New weekly jobless claims soar to 3.3 million amid coronavirus outbreak

Tribune Content Agency

WASHINGTON — The number of Americans applying for jobless benefits soared to unprecedented levels last week as new government data put into stark relief the magnitude of the economic pain caused by the coronavirus outbreak.

The Labor Department said Thursday that nearly 3.3 million people filed for first-time unemployment claims in the week ending last Saturday.

That number was five times greater than in any single weekly period of new filings since record-keeping began in 1967 – and it points to what many expect will be a dramatic increase in the jobless rate, possibly even into double digits later this spring.

The report reflected the widespread shutdown of large sectors of the American economy, with countless restaurants, hotels, entertainment venues and other businesses furloughing employees or slashing their work hours.

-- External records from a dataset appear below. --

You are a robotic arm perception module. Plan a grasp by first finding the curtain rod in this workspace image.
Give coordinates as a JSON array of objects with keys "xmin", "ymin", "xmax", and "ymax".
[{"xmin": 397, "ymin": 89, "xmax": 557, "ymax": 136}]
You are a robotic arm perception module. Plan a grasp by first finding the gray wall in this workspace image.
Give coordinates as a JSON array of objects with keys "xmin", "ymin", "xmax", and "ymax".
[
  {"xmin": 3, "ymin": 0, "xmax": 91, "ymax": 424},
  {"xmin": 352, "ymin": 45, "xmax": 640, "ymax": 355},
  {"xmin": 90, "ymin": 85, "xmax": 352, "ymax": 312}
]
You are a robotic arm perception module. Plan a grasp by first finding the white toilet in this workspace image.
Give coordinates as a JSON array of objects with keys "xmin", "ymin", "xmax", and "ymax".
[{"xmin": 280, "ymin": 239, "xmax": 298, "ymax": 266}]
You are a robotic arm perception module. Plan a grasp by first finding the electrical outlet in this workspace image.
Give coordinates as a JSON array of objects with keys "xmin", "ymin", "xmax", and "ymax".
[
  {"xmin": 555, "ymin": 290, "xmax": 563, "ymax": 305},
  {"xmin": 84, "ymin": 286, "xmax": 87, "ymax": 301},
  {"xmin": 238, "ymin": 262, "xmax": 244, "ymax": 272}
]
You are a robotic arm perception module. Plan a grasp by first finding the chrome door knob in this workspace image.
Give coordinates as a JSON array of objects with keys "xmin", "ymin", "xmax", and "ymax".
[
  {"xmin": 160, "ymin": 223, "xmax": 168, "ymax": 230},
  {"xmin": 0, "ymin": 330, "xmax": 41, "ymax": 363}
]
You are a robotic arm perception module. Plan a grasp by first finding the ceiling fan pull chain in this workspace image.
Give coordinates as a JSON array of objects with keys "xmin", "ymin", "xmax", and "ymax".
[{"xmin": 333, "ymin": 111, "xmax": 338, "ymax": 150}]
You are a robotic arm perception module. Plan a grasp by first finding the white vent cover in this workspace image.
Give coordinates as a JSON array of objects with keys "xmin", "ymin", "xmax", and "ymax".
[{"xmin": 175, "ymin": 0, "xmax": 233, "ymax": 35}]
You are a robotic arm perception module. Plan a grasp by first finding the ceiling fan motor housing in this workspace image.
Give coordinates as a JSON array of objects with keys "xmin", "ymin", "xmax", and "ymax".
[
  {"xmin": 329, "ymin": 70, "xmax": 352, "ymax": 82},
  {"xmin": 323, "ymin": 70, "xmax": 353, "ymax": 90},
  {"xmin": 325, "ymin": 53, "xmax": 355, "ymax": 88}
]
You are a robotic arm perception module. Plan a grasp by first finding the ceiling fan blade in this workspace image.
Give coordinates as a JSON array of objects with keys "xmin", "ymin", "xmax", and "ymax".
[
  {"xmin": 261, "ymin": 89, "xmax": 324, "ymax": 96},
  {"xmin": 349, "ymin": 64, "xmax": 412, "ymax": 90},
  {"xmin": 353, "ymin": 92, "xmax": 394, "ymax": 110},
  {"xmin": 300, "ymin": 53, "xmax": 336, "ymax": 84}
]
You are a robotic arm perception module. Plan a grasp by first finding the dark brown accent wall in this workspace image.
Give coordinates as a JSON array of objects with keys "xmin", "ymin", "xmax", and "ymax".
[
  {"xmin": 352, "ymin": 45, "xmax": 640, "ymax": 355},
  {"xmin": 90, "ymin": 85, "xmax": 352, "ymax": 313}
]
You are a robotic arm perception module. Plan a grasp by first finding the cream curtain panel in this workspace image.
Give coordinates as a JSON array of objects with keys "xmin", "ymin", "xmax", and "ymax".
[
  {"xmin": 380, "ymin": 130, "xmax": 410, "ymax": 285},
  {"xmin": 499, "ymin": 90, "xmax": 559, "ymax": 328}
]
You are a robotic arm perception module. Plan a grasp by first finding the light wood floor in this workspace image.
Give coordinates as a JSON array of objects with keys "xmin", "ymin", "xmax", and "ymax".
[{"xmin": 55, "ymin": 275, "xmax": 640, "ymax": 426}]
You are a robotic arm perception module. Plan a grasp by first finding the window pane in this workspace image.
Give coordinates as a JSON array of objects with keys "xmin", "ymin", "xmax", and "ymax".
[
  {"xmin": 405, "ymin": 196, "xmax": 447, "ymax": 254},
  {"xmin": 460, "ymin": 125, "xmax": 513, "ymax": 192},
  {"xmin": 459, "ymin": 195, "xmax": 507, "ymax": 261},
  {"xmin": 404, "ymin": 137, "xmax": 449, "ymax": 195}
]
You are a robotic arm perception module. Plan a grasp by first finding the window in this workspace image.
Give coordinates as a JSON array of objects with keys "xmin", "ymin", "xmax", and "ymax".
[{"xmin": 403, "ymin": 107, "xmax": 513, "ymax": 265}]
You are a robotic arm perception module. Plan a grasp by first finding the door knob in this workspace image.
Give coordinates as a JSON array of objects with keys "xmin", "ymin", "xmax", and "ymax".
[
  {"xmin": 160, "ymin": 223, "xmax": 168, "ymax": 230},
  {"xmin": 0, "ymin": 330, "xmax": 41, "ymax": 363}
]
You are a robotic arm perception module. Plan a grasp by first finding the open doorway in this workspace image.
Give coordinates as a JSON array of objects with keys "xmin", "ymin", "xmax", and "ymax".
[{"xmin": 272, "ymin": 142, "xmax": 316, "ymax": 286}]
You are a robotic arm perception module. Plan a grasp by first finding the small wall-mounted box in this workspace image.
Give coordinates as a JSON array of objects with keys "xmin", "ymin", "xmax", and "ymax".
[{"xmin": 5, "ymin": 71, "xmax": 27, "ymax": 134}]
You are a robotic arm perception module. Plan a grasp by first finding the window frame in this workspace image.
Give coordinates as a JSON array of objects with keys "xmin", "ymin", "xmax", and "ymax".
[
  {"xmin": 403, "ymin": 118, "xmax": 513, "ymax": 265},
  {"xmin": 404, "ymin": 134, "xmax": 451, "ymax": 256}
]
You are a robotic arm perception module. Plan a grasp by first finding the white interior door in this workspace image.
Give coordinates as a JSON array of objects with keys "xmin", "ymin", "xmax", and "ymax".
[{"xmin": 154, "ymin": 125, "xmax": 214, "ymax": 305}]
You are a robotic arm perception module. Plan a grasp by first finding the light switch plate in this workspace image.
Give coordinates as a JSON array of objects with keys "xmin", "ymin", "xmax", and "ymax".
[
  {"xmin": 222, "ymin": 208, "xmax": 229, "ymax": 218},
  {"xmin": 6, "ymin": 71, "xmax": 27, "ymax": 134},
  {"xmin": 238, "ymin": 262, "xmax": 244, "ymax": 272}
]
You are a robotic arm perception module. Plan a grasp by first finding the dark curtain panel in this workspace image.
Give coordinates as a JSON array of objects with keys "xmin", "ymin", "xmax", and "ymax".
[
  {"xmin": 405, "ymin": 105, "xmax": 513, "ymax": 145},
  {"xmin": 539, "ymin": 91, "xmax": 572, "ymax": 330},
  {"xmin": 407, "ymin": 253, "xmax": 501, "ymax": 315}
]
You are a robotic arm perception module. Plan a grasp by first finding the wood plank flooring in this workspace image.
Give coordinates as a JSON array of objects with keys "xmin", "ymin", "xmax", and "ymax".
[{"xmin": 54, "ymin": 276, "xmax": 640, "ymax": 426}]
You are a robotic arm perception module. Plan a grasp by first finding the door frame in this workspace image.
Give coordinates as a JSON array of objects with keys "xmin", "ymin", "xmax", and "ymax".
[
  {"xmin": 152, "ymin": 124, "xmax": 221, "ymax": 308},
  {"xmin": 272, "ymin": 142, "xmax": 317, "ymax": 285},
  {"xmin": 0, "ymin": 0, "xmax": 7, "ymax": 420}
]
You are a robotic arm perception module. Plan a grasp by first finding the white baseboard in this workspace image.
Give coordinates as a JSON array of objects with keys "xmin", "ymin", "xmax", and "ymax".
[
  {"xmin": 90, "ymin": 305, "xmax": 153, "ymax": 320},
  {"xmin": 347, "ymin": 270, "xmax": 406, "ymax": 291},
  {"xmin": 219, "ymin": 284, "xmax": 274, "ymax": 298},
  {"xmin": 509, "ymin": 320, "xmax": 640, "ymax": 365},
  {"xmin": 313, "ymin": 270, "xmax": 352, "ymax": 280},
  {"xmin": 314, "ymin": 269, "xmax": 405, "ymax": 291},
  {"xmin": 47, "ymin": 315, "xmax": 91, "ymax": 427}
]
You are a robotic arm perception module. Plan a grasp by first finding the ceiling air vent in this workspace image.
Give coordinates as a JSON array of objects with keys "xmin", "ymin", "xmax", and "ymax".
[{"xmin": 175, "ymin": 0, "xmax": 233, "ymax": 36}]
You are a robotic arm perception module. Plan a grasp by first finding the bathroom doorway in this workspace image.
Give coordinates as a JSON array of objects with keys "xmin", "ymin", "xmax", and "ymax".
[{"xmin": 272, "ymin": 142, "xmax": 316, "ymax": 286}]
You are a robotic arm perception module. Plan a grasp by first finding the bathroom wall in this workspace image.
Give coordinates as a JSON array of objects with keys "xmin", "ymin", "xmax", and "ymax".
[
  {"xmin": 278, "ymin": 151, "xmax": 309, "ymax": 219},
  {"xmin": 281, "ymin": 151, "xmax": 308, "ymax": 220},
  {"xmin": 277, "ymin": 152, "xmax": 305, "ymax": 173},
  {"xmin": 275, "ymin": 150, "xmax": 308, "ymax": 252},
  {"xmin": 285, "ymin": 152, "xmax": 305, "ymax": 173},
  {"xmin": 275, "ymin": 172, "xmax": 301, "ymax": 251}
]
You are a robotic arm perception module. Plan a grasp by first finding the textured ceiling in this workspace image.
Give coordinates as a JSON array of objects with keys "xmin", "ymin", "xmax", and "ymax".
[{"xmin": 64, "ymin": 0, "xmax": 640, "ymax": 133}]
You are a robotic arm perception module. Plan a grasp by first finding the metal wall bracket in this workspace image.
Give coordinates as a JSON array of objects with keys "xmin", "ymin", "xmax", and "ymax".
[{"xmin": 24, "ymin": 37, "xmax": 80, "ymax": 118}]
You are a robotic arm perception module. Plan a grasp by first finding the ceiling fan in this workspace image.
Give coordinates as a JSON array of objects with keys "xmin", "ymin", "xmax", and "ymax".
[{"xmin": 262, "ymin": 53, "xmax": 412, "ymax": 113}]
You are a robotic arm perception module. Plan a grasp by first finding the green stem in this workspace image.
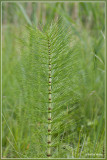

“There has been a sharp explosion here in terms of furloughs and layoffs just in the past week, and at a much faster speed than during the Great Recession,” said Michael Bernick, former chief of California’s Employment Development Department and now a lawyer at San Francisco-based firm of Duane Morris.

Almost every state logged large increases in claims, led by several East Coast states, Ohio, Texas and California, according to filings and estimates by states.

In California alone, more than a million people have applied for unemployment benefits this month, Gov. Gavin Newsom said Wednesday.